Source: Seeking Alpha
As you can see in the graph above, the iShares iBoxx $ High Yield Corporate Bond ETF (HYG) lost close to 20% of its value in little more than a month. Obviously, a company whose assets’ market value is decreasing, is becoming riskier. That’s even more notorious for high-yield companies. Moody’s Analytics does a good job capturing this relation in the graph below.
(Source: Moody’s Analytics)
In the graph, you can see that the average expected default frequency (EDF) doubled in January, from the last week of 2019. And, that was in January. Imagine now that the high-yield market, as measured by the HYG, lost 20% of its value.

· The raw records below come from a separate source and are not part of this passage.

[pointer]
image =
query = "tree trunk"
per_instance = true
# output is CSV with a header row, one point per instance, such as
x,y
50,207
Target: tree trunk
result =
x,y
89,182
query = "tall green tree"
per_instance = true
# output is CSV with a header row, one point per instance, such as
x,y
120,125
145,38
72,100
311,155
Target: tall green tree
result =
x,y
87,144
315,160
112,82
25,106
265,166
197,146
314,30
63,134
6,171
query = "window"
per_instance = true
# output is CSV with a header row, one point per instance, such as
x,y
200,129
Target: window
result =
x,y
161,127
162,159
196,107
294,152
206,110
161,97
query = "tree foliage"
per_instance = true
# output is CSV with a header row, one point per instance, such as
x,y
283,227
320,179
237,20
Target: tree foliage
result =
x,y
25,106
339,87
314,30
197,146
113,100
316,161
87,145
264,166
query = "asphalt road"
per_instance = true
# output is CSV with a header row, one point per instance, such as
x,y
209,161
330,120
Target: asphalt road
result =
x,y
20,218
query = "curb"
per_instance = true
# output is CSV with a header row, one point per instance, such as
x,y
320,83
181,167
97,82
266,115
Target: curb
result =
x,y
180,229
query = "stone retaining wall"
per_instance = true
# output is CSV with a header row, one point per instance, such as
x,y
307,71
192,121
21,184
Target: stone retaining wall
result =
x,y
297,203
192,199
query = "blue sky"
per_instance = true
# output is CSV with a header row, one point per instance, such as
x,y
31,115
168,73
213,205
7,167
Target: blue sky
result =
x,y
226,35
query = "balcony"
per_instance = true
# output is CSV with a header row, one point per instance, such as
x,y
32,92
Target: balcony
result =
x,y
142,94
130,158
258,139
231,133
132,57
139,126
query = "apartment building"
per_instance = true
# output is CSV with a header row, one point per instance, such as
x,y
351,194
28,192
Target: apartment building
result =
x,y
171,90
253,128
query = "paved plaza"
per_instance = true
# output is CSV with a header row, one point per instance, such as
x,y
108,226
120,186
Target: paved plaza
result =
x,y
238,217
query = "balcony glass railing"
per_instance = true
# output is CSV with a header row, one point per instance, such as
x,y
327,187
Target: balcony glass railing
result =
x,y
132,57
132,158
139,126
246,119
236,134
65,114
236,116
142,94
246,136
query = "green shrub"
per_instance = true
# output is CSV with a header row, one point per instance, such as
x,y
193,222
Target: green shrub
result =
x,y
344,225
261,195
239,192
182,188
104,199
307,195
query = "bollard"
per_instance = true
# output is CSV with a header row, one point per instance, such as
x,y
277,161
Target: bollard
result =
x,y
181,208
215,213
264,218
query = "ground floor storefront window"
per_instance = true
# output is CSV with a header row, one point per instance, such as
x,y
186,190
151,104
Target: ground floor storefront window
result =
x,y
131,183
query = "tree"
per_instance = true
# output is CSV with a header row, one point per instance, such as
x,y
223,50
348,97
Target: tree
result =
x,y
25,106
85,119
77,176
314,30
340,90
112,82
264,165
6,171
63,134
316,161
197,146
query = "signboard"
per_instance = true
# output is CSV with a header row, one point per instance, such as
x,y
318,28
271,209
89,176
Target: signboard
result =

We are risking that a purely economic event (draconian lockdown) creates a credit tightening, which in turn creates further economic problems. At this stage, the Fed’s main goal has to be to maintain the credit market together and minimize the rise of bankruptcies that might create permanent dislocations on the economy. Imagine the long term impact of Boeing (BA) going bankrupt. That could impose long-term lasting effects on the US aerospatial industry. And, yes, Boeing might have committed many sins, like building a bad product and spending money on buybacks. But that is just part of the story. We also have to weigh in the long term economic impact of allowing it to go bust.
All-in-all, investors should keep an eye on the corporate credit market, and search for cracks in it. If high-profile bankruptcies materialize, the market should get even more depressed.